After revising research papers, the next step is to look at various strategies to edit them. Editing is the final stage before the final product is handed in. It's important to devote class time to editing, since many students do not spend the time outside of school to edit. Students at this age are not natural editors and will not do it unless they are forced to. I have no problem forcing them to edit because, eventually, they will internalize this skill and use it as they move on to high-school, which will make them stronger writers.
I begin the lesson by pulling up the Editing Check list For Research Paper and students also have a copy of this as well. It is also posted on my web-site. This handout is a checklist. I tell the students they will spend the rest of the class time editing their research papers using the different strategies from the checklist. The strategies focus on:
- spelling and punctuation
- sentences (run-ons and comma splices)
- informal English
All these areas students have been exposed to and, hopefully, mastered throughout their writing careers in school. Instead of isolating each on individually, I give it in a form of a check-list so students can work on editing at their pace. The check list format makes it more manageable for students. It can also make it easier for me when I assess their final papers and discuss their grades with them if needed. This is something we can refer back to.
The only strategy that takes some time to explain is reading the sentences backwards. Students do not quite understand how it will help them. I explain to them how it will help them isolate words and punctuation so they can see any mistakes easier than if the read it from the beginning.
I also hand out Ch. 8 Notes: Combining Sentences to the class. These are notes typed up from their textbook. I type up the notes from the students as it saves time and gets them right into editing. Students have learned how to combine sentences and create strong sentences every year in middle school so the information is nothing new. I have them these notes so they can remind themselves how to fix their sentences and vary them in order to make their writing stronger.
This video explains the strategy behind typing up notes for students: Teacher Notes Strategy
For the rest of class, students will spend time editing their research papers. They will use the Editing Check list For Research Paper we reviewed in the previous section. They also have the Ch. 8 Notes: Combining Sentences to use as well.
It's important to give them class time to do this. I find spending time to edit rewarding for the students. When they are given the time to edit, they will. When they are not given the time, they won't. Some students during this time may also be continuing to revise their research papers, rather than edit. While they should be caught up, I have no problem giving them time to choose what they prefer to do. When students can take ownership of how they want to spend the time, they are usually more productive. More productive students equals greater quality of writing. The editing can also be done on their own and I find revising more substantial to the overall quality of the paper.

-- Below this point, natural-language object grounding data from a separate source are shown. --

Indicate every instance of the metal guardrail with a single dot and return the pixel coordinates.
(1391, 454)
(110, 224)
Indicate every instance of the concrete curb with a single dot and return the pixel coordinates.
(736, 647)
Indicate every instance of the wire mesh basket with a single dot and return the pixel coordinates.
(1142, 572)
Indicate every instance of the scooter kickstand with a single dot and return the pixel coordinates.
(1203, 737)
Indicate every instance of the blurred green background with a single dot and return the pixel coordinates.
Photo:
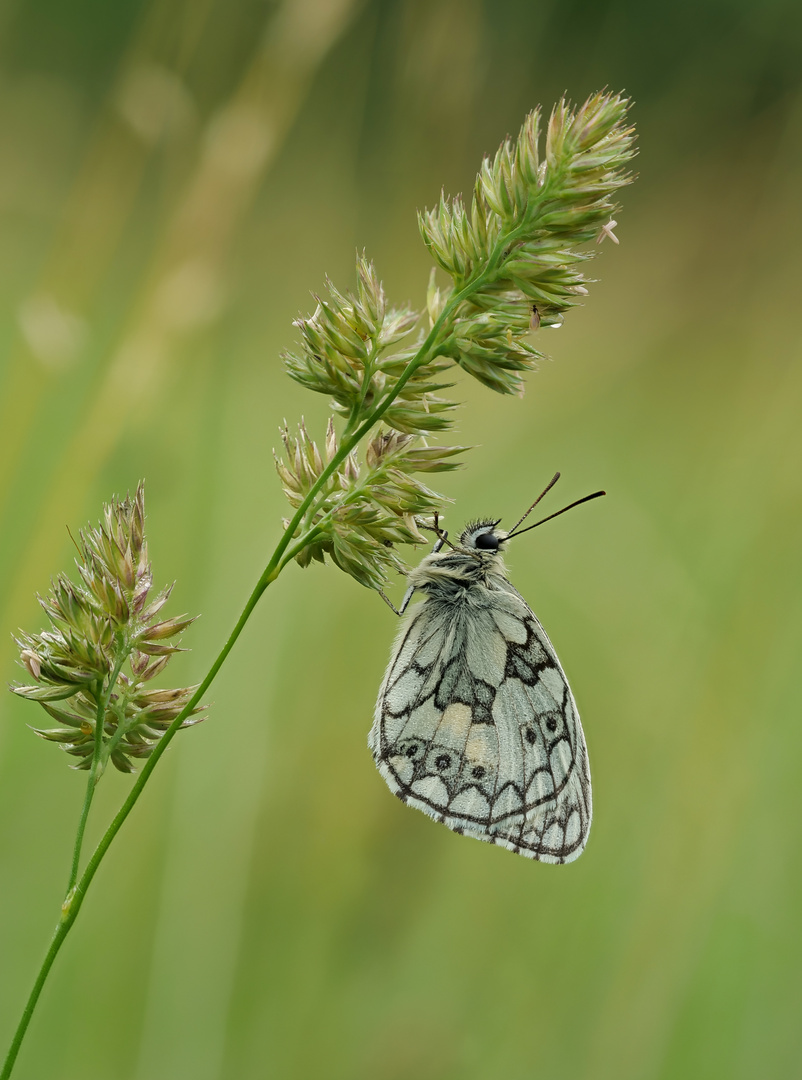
(176, 178)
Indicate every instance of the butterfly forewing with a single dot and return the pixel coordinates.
(476, 725)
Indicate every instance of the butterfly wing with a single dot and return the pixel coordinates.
(476, 726)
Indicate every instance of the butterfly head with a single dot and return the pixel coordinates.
(484, 538)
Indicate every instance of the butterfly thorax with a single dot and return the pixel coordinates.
(453, 572)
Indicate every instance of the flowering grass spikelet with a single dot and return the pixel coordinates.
(99, 626)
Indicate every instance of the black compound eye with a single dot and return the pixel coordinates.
(487, 541)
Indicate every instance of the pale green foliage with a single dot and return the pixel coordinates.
(98, 625)
(515, 265)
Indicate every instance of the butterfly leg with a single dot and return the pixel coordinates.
(442, 537)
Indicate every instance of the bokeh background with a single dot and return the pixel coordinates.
(176, 178)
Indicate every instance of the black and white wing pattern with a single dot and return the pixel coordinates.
(476, 726)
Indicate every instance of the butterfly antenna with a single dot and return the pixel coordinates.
(545, 490)
(579, 502)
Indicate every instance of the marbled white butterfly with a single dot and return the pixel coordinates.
(476, 724)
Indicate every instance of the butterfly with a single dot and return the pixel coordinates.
(475, 723)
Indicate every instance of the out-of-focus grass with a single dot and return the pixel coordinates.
(175, 181)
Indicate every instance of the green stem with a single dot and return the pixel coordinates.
(279, 559)
(103, 701)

During this time I circulate around the classroom to make sure students are on task since they are using their computers. There usually aren't many questions during this time since the editing they will be doing is pretty straight-forward and they have practiced these skills in previous years.
Two of the questions to anticipate are the importance of reading sentences backwards and the length of the paper. I work with students on reading sentences backwards so they can see the benefits. For those who are struggling with cutting down, which is common, I read part of their paper and work with them on figuring out why. For some students, it's a matter of simply combining sentences. For other students, they need assistance cutting out unnecessary details. I remind students of their thesis statements and we review the information to determine if it is needed.